# summer cut



## mEszti (Jun 10, 2009)

We have just arriwed home, from the groomer, and I want to show you some photo of the shortest cut he ever had! It's LOL.


----------



## BFF (Jun 10, 2009)

Look at how GORGEOUS he is! The haircut looks perfect. It really accents how well proportioned he is. Fluffy Fluffy Soft!

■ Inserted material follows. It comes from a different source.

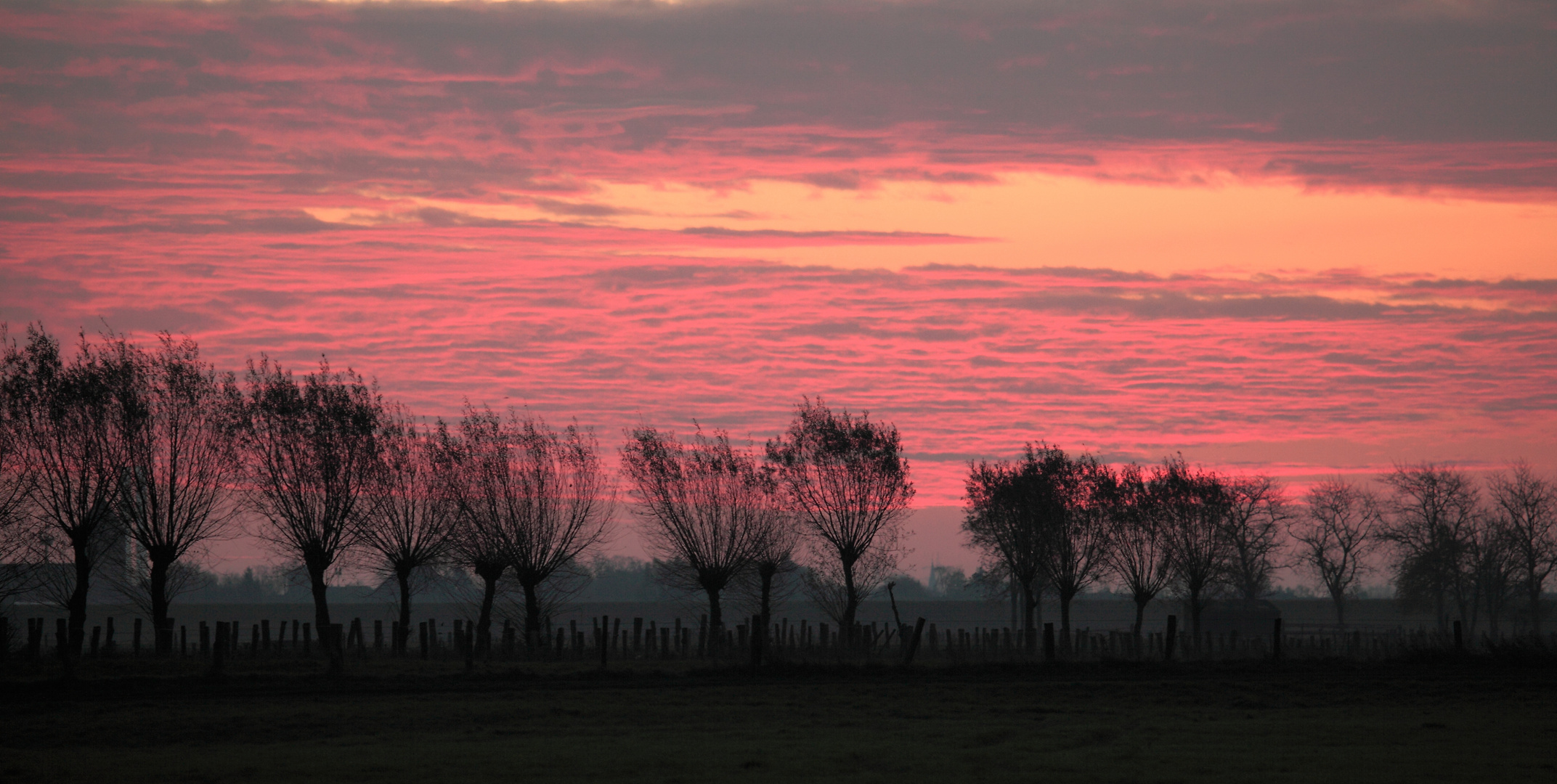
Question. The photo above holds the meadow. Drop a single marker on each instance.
(1425, 717)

Thanks for sharing. It's kind of neat to see a glimpse of Budapest too. I have never been to Europe.


----------



## jester's mom (Nov 25, 2008)

He looks ready to be cool and comfy for the summer. Pretty boy! How old is he and what's his name? I bet he feels so soft to cuddle with now...lol.


----------



## creativeparti (Mar 9, 2009)

he looks fab great grooming job


----------



## mEszti (Jun 10, 2009)

He is 2 years old! He is not too tall, just 56cm.


----------



## AgilityIG (Feb 8, 2009)

wow - wow - wow - VERY nice grooming job. he is SO handsome!!


----------



## maddiek (Nov 3, 2008)

Yes, he looks great! I bet he will like it too.


----------



## poochiemama (Jul 5, 2009)

wow!!! he looks stunning and such a beautiful colour too!


----------



## passion4poodles (Apr 11, 2009)

He looks ready to impress! Gorgeous!


----------



## poodlelover (Oct 19, 2008)

He looks great. You have a great groomer.


----------



## Pamela (Sep 9, 2008)

beautiful job! beautiful spoo!


----------